After glitches with online ticket sales and an increase in related cybercrime, Africa's first World Cup tournament has embraced several digital platforms, exceeding expectations.
For the last four years, South Africa's focus has been on development of stadiums and roads, along with related labour issues. But technical questions lingered, with concerns about whether mobile networks would be able to support the expected deluge of calls, text and multimedia messages as well as social media tools such as Twitter.
Intelsat, a provider of fixed satellites, has stepped in to offer global transmission services for the World Cup through nine satellites.
Intelsat is offering "platforms for encoding, multiplexing and compression in high definition and standard definition, teleport services and fibre circuits from South Africa to the Intelsat network inter-connect in London," according to it website.
"Telecommunications networks have provided the bandwidth for transmission, both wireline and wireless; metro, national and international submarine cables and satellite to broadcast globally," says Dobek Pater, senior telecoms analyst at Africa Analysis, based in Johannesburg.
South Africa is the most developed country in the continent in terms of technology and general communication infrastructure. The country's major telecoms networks — MTN, Vodacom and Telkom South Africa — have laid fibre in all the major stadiums, a move expected to benefit local communities.

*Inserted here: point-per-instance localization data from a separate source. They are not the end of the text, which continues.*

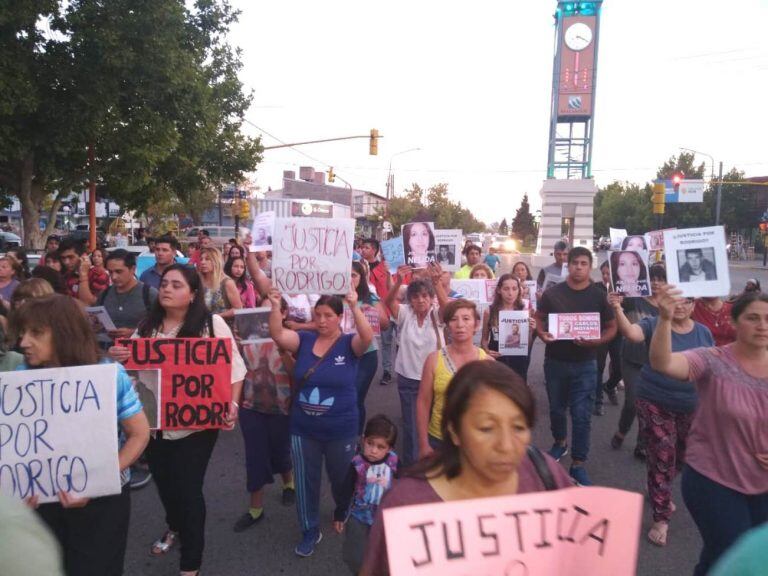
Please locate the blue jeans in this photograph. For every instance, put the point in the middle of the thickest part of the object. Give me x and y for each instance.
(721, 515)
(408, 389)
(366, 370)
(571, 384)
(307, 455)
(387, 337)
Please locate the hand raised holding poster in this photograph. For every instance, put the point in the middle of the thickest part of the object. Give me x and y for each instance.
(570, 532)
(61, 434)
(312, 255)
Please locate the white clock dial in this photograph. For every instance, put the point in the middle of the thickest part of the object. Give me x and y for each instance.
(578, 36)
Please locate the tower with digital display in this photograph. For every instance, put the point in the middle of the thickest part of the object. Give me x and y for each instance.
(568, 192)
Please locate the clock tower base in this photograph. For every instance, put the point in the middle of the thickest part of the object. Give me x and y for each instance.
(567, 208)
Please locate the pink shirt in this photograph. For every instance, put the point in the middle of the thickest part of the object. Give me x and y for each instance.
(731, 423)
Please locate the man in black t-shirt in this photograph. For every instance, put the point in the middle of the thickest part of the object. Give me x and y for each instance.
(570, 366)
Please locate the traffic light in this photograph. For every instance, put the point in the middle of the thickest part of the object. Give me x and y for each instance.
(245, 209)
(677, 178)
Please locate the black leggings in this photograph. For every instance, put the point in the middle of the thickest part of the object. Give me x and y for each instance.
(178, 468)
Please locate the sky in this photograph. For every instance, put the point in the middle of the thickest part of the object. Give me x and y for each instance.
(470, 86)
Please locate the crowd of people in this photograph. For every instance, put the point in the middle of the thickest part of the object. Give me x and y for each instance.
(694, 374)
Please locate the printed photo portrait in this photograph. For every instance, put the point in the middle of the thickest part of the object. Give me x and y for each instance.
(147, 384)
(629, 274)
(252, 323)
(419, 244)
(696, 264)
(445, 254)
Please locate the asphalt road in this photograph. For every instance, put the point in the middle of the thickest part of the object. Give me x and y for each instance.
(267, 548)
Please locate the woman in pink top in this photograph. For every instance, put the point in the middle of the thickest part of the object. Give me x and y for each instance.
(487, 421)
(725, 482)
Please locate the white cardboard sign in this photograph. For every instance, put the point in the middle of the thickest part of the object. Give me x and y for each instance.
(58, 432)
(312, 255)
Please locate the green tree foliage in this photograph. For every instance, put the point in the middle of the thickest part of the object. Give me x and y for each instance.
(150, 85)
(432, 205)
(523, 224)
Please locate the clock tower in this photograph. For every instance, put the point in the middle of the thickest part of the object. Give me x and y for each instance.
(568, 193)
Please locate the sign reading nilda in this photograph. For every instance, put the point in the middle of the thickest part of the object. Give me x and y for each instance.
(58, 432)
(195, 378)
(574, 531)
(312, 255)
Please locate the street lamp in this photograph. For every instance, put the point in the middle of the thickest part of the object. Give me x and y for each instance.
(719, 181)
(390, 180)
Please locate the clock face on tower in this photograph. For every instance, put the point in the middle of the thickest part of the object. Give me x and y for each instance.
(578, 36)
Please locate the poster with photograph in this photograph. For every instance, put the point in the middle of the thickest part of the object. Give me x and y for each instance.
(252, 323)
(419, 244)
(629, 273)
(262, 230)
(584, 325)
(312, 255)
(101, 322)
(392, 250)
(617, 237)
(147, 386)
(697, 261)
(513, 332)
(448, 251)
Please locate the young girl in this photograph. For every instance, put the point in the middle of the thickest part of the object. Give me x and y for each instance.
(370, 476)
(508, 296)
(235, 269)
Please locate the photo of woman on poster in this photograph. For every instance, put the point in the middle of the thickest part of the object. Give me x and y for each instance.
(629, 274)
(419, 244)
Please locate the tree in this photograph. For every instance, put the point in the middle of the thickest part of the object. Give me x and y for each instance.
(433, 205)
(150, 86)
(523, 224)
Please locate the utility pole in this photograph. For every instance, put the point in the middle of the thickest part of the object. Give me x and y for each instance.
(719, 195)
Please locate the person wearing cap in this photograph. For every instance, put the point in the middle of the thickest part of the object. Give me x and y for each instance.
(52, 243)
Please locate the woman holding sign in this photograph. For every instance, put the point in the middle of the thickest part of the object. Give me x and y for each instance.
(178, 459)
(461, 322)
(507, 296)
(324, 416)
(369, 362)
(725, 481)
(93, 533)
(486, 426)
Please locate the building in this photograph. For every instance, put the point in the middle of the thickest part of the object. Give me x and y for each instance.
(367, 207)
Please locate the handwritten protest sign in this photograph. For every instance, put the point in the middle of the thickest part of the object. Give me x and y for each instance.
(697, 261)
(58, 432)
(513, 332)
(312, 255)
(392, 250)
(262, 231)
(629, 273)
(448, 251)
(196, 378)
(570, 532)
(584, 325)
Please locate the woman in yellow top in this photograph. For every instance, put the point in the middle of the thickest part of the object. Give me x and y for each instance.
(462, 321)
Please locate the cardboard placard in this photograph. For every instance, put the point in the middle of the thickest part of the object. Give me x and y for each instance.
(312, 255)
(629, 273)
(513, 332)
(569, 532)
(697, 261)
(59, 432)
(195, 378)
(584, 325)
(448, 249)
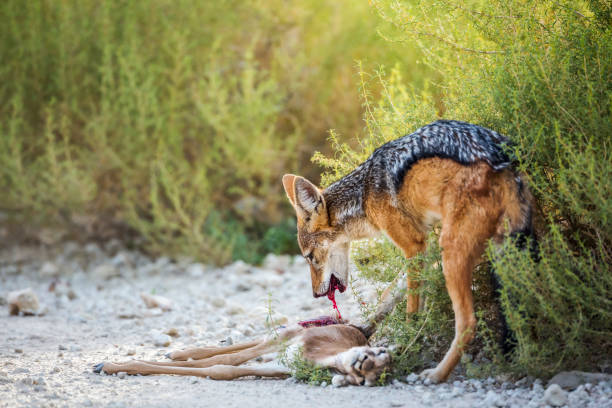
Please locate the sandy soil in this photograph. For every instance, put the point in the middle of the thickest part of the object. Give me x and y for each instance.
(94, 313)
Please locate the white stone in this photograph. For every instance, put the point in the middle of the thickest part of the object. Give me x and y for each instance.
(195, 270)
(105, 272)
(277, 262)
(153, 301)
(555, 396)
(49, 269)
(23, 302)
(339, 380)
(162, 340)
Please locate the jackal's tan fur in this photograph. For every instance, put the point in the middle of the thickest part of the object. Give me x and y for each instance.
(475, 202)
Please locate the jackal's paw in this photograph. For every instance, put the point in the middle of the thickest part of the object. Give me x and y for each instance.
(433, 375)
(363, 365)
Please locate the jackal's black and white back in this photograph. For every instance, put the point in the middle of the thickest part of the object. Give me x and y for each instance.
(385, 169)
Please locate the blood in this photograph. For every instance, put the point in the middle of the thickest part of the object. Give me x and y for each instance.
(319, 321)
(331, 295)
(334, 284)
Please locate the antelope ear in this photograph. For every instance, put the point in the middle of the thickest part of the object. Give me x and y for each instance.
(288, 183)
(308, 198)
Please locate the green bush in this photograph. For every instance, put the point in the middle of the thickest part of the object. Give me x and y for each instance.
(541, 73)
(177, 118)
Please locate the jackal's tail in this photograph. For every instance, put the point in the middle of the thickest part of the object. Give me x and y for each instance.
(520, 215)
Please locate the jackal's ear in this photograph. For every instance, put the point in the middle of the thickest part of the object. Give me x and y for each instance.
(308, 198)
(288, 183)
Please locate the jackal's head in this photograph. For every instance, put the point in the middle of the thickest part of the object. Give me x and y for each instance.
(325, 247)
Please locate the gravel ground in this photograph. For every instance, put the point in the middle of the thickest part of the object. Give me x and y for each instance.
(91, 311)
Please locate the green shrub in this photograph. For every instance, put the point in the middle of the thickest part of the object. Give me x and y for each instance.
(171, 116)
(541, 73)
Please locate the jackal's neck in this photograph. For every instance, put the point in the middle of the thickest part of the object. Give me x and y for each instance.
(345, 202)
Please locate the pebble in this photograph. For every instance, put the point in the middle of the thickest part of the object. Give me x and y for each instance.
(555, 396)
(195, 270)
(172, 332)
(153, 301)
(49, 270)
(105, 272)
(162, 340)
(412, 378)
(218, 302)
(24, 302)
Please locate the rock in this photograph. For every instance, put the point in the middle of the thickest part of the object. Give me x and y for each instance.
(277, 262)
(23, 302)
(162, 340)
(218, 302)
(338, 380)
(570, 380)
(195, 270)
(152, 301)
(121, 259)
(235, 310)
(228, 341)
(105, 272)
(238, 268)
(243, 287)
(491, 400)
(270, 281)
(172, 332)
(49, 270)
(412, 378)
(555, 395)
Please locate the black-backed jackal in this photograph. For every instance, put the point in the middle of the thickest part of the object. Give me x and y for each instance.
(451, 172)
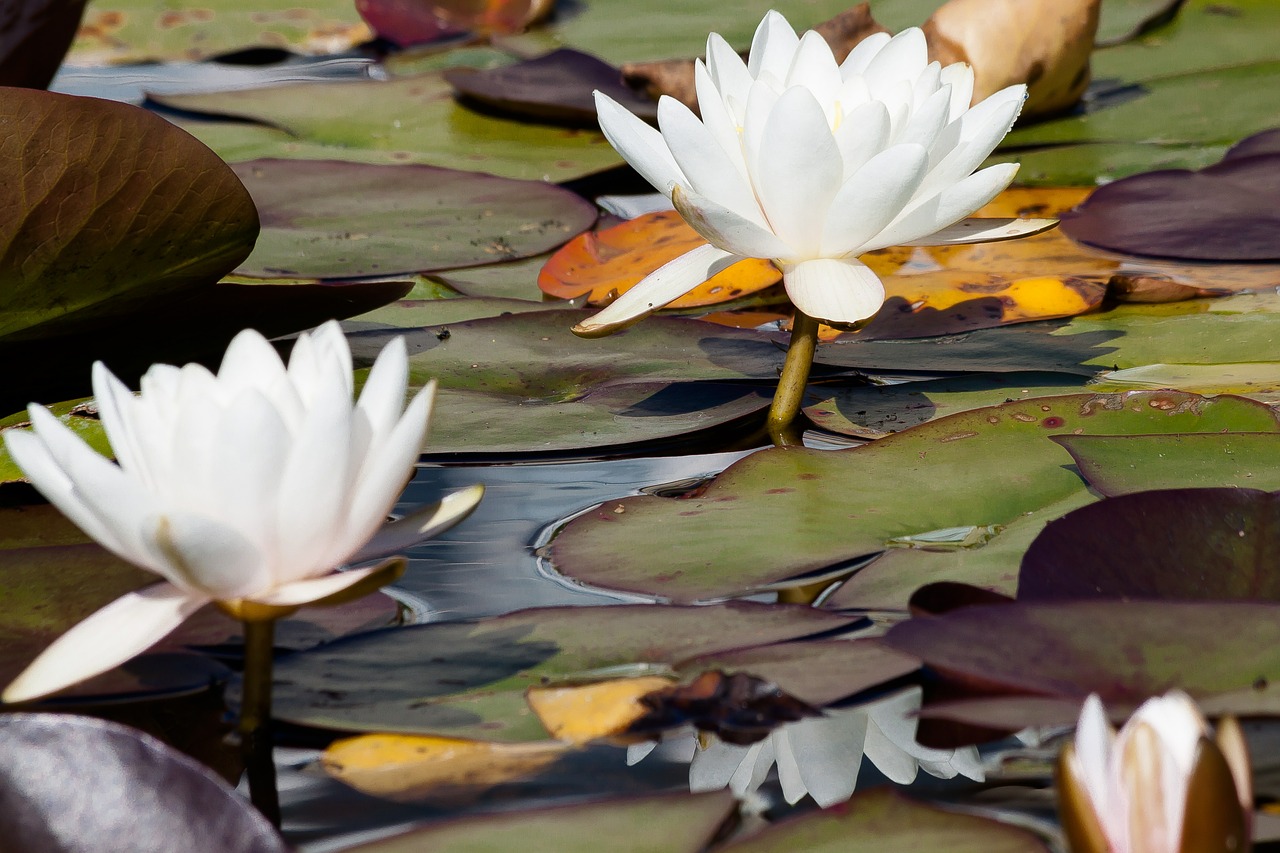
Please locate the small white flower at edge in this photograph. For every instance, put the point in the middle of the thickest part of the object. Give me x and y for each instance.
(812, 164)
(822, 756)
(247, 488)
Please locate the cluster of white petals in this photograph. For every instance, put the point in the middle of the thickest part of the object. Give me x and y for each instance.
(248, 486)
(810, 164)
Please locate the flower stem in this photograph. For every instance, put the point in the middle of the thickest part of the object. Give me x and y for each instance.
(795, 377)
(255, 720)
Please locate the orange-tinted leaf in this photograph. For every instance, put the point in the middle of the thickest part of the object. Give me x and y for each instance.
(586, 712)
(604, 264)
(407, 766)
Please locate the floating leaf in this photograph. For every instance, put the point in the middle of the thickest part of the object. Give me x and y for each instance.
(403, 767)
(81, 785)
(1224, 213)
(469, 679)
(602, 265)
(840, 506)
(144, 211)
(1225, 655)
(142, 31)
(670, 822)
(410, 119)
(885, 821)
(526, 384)
(556, 87)
(1221, 548)
(333, 219)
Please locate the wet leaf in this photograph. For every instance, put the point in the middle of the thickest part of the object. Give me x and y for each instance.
(403, 767)
(78, 785)
(1050, 655)
(885, 821)
(144, 211)
(1123, 548)
(839, 506)
(602, 265)
(408, 22)
(583, 712)
(556, 87)
(33, 39)
(332, 219)
(1224, 213)
(1045, 44)
(140, 31)
(1123, 464)
(526, 384)
(670, 822)
(410, 119)
(469, 679)
(739, 708)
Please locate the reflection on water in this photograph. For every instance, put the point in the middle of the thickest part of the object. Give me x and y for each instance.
(485, 565)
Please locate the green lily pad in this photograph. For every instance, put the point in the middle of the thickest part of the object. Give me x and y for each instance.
(333, 219)
(668, 822)
(1051, 655)
(1123, 464)
(141, 31)
(1183, 543)
(894, 576)
(144, 211)
(469, 679)
(874, 411)
(778, 514)
(410, 119)
(524, 383)
(885, 821)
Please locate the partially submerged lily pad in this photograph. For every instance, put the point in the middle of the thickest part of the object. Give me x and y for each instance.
(333, 219)
(144, 211)
(840, 506)
(467, 679)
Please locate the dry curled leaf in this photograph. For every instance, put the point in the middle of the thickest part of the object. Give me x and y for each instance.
(1045, 44)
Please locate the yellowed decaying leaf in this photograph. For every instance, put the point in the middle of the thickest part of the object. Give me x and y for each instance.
(1045, 44)
(588, 712)
(405, 767)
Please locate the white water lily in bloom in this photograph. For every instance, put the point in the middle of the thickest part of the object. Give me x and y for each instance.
(810, 164)
(1160, 785)
(822, 756)
(247, 488)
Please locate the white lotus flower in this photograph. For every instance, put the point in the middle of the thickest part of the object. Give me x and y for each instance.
(821, 756)
(247, 488)
(1162, 785)
(810, 164)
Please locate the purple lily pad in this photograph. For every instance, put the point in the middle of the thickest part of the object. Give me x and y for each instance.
(556, 87)
(1224, 213)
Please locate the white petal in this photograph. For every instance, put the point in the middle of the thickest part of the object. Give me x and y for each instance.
(707, 167)
(664, 284)
(947, 208)
(833, 290)
(772, 46)
(639, 144)
(421, 524)
(863, 53)
(110, 637)
(208, 556)
(983, 231)
(726, 229)
(872, 199)
(312, 589)
(798, 172)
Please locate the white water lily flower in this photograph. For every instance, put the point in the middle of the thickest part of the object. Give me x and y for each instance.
(1162, 785)
(810, 164)
(821, 756)
(247, 488)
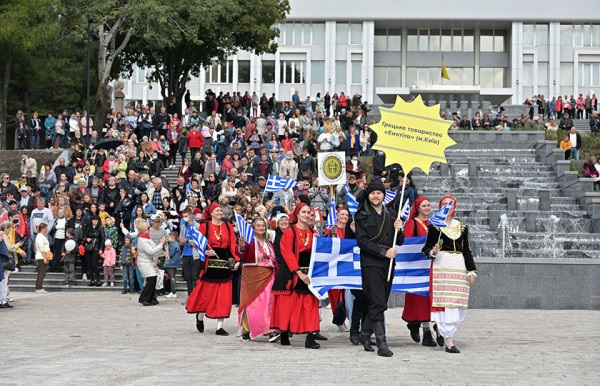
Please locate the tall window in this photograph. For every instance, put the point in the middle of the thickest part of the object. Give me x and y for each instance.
(292, 71)
(244, 71)
(493, 40)
(268, 71)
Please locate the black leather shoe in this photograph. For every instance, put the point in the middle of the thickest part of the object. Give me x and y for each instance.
(365, 339)
(428, 339)
(438, 338)
(310, 342)
(354, 337)
(414, 330)
(285, 338)
(199, 324)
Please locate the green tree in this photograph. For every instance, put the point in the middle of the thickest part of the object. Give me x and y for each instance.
(25, 26)
(190, 34)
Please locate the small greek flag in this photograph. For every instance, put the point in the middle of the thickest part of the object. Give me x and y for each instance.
(405, 210)
(201, 242)
(389, 196)
(351, 201)
(335, 263)
(276, 183)
(439, 216)
(244, 228)
(332, 215)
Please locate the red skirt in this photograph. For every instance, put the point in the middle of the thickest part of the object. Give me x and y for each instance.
(296, 313)
(213, 299)
(335, 297)
(417, 308)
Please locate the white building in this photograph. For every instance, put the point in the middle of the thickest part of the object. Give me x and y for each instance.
(494, 51)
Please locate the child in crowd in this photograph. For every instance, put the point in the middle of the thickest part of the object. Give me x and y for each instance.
(128, 265)
(110, 258)
(173, 261)
(103, 214)
(111, 232)
(565, 144)
(69, 258)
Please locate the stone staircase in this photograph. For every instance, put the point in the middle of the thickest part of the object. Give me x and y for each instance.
(491, 179)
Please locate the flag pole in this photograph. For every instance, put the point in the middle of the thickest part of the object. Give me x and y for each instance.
(395, 231)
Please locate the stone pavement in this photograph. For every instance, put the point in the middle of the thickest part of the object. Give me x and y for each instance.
(106, 338)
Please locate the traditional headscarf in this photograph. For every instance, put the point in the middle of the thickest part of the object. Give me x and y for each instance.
(450, 197)
(294, 214)
(414, 209)
(211, 208)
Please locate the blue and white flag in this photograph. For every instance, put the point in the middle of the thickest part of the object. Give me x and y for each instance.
(389, 196)
(276, 183)
(332, 215)
(405, 211)
(244, 228)
(439, 216)
(335, 263)
(201, 241)
(351, 201)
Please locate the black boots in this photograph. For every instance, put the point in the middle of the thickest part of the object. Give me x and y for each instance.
(310, 342)
(382, 348)
(428, 339)
(414, 330)
(285, 338)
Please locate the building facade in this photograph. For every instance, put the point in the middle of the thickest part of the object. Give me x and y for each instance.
(496, 52)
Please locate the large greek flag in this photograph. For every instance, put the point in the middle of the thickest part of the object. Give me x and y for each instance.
(276, 183)
(335, 263)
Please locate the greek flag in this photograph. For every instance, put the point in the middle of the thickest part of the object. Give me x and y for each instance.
(244, 228)
(351, 201)
(332, 215)
(276, 183)
(201, 242)
(389, 196)
(439, 216)
(335, 263)
(405, 210)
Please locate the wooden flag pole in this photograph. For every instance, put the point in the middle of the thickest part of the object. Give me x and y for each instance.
(395, 231)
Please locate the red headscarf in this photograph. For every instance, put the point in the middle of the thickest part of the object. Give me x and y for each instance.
(450, 197)
(414, 209)
(208, 211)
(294, 214)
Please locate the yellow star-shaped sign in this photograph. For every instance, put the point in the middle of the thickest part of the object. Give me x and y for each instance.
(412, 134)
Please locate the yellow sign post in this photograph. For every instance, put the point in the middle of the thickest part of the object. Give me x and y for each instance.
(414, 136)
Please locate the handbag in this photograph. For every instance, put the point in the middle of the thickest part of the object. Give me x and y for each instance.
(339, 317)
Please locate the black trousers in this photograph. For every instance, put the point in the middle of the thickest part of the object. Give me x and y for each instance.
(149, 292)
(377, 290)
(191, 271)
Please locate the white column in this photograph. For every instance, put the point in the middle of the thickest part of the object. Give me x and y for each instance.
(554, 59)
(278, 78)
(517, 62)
(330, 57)
(234, 74)
(368, 61)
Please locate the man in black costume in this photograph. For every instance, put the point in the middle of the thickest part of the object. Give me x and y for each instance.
(375, 228)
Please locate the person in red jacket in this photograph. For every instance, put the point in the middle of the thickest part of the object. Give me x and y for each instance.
(417, 308)
(195, 141)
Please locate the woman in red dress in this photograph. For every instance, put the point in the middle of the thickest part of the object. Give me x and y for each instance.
(212, 295)
(340, 230)
(417, 308)
(296, 309)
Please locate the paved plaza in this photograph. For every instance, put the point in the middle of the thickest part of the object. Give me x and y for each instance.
(108, 338)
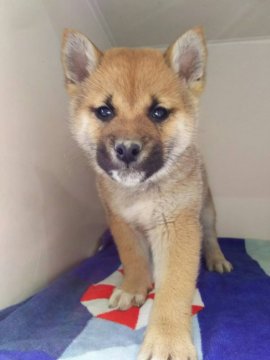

"Telecommunications network like MTN and Vodacom have invested into new HSDPA (21.1Mbit/s) networks in the areas of the highest profile games, and have expanded their 3G reach and capacity, invested in new metro fibre optic networks to cater for the fans," says Pater.
Days before the kickoff on June 11, there were fears that MTN, the tournament sponsor, would experience outages. MTN has reported significant increase in data usage driven by 3G/HSPA, especially during games involving South Africa.
According to a statement from MTN, subscriber-generated SMS volumes reached a total of 25 million between June 9 and 12, peaking at 6.46 million on June 11 at an average of 6.26 million SMSes sent over the four days. Subscriber-generated MMS volumes reached a total of 1.2 million over the four days, peaking at 344 253 on June 11 at an average of 307 278 MMS sent over the four days.
Among various Web-based services offering event services, UK video website WinkBall has engaged local citizen journalists to provide content for the website. The citizen reporters will be expected to talk to fans, businesses and visitors about the World Cup and their experiences.
However, mobile broadcasting remains a challenge because the Independent Communications Authority of South Africa (ICASA) did not award licenses on time and providers were unable to roll out services.